In doing so, researchers were able to address one of the key concerns of the Cole Memorandum issued in 2013 by then-Deputy Attorney General James M. Cole. It called for federal law enforcement officials to monitor the diversion of sales across borders as states moved to legalize medical and recreational marijuana.
"There has been a lot of debate about a federal crackdown on marijuana," Hansen said, referring to signals expressed by the Trump Administration. "Our study says that 93 percent of marijuana sold in Washington is probably staying there now. There's probably not a lot you can do about the remaining share that is being diverted at this point. This is just the likely consequence of partial prohibition."
The diversion data also included the flow of retail-sold marijuana in Washington to neighboring Idaho and to British Columbia.
Because federal law still classifies marijuana as a Schedule 1 drug, grouped with heroin and methamphetamines, illegal cross-border movement could be targeted by law enforcement. One such method is by using randomized traffic searches along state borders.
Prior to Oregon's market opening, an average of 1,662 retail sales transactions occurred daily in Washington's Clark and Klickitat counties, just across the Columbia River from Portland.
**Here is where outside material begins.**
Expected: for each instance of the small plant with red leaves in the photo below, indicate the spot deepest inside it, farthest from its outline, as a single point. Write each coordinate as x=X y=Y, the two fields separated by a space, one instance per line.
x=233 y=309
Given that 293,840 vehicles went between Oregon and those counties daily in 2015, according to the Oregon Department of Transportation, "a policy of randomly searching border-crossing vehicles could expect to find diverted recreational marijuana in just 0.47 percent of stops," the researchers concluded.
"You might expect larger diversion when states around a legalized one are not allowing recreational or medical market sales," Hansen said, adding that California, based on this study, likely will experience far less diversion because all of its neighboring states allow for some form of legal marijuana use.
The analysis by the team, which also included UO economist Keaton Miller, also found that randomized searches along Washington's Spokane and Whitman counties with Idaho, where marijuana is illegal, might expect to find illegally transported marijuana at most 4 percent of the time.
In the two months prior to the opening of Oregon's recreational market, 5,624 kilograms (12,398 pounds) of marijuana were sold in Washington; 670 kilograms (1,477 pounds), or 11.9 percent, went across state lines. Factoring in the 41 percent drop in sales along the Oregon border and no decline elsewhere in Washington implies that only 7.5 percent is illegally leaving Washington today, the research team concluded.
"Given the data available, we've been able to study this natural experiment to speak to a question that a lot of people in law enforcement and government care about," Weber said. "If we had instead found that 60 percent of Washington's marijuana was being diverted, then it would have suggested a whole different approach to thinking about legalization moving forward."
Small amounts of illegal, small-scale trafficking is to be expected as long as the U.S. does not have uniform policies, Hansen said.
Based on the data, the researchers concluded, people seem to prefer purchasing recreational marijuana in legal recreational markets instead of through the black market or as medical marijuana or growing their own.
"People value being able to go to a store, seeing the variety of products that are offered there and purchasing it in a retail store," Weber said.